Tuesday, September 14, 2021

Open Stance, Open Situation

Suppose you were given the command from God to "keep your options open". How should you implement it? In general, the message is meant for the recipient, so your natural understanding of that is a good starting place. But if you want an additional thought to consider, you can look at both the idea of the open situation and that of the open stance.

In the open situation, you ensure that you are capable of acting on multiple options, for instance, option A, option B, and option C. In the open stance, on the other hand, you are in a mental state where you could recognize a fourth, previously-unseen option (option D) if it were to present itself. Some commitments (for instance to option X) do not take you out of the open stance, while others do.

Trying to secure options for yourself (seeking an open situation) can take you out of the open stance. Being in the open stance can keep you from seeking to secure options for yourself. Maybe there's a way to have both the open stance and the most open situation at once, or maybe you have to balance one form of openness against the other. You might spend time in one place and then the other.

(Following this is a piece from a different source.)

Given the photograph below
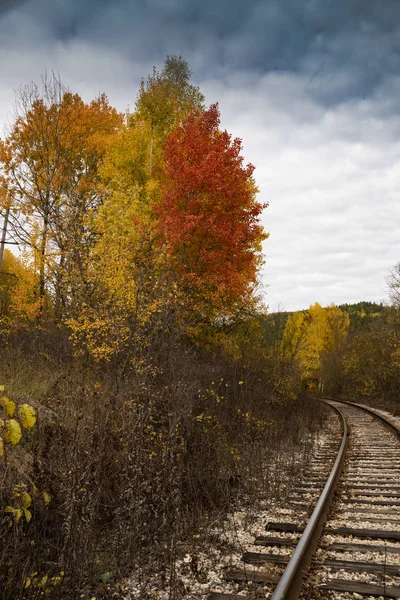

Do you really have options if you are not yourself? If you are not yourself, you have to do something. You may have an impressive choice of things to choose from (A, B, C, and even D), but you are trapped in the position of having those four options and having to choose between them. Whichever one you end up choosing, you have to -- you don't choose it, you are forced into choosing it, because you are absent from your own life. You are coerced by life to choose, and to choose what you choose, so it wasn't really you who chose. You didn't have any options, despite how diligently you acquired the ability to act on A, B, C, or even D.

Being yourself, and being in the open stance, go together, or are the same thing.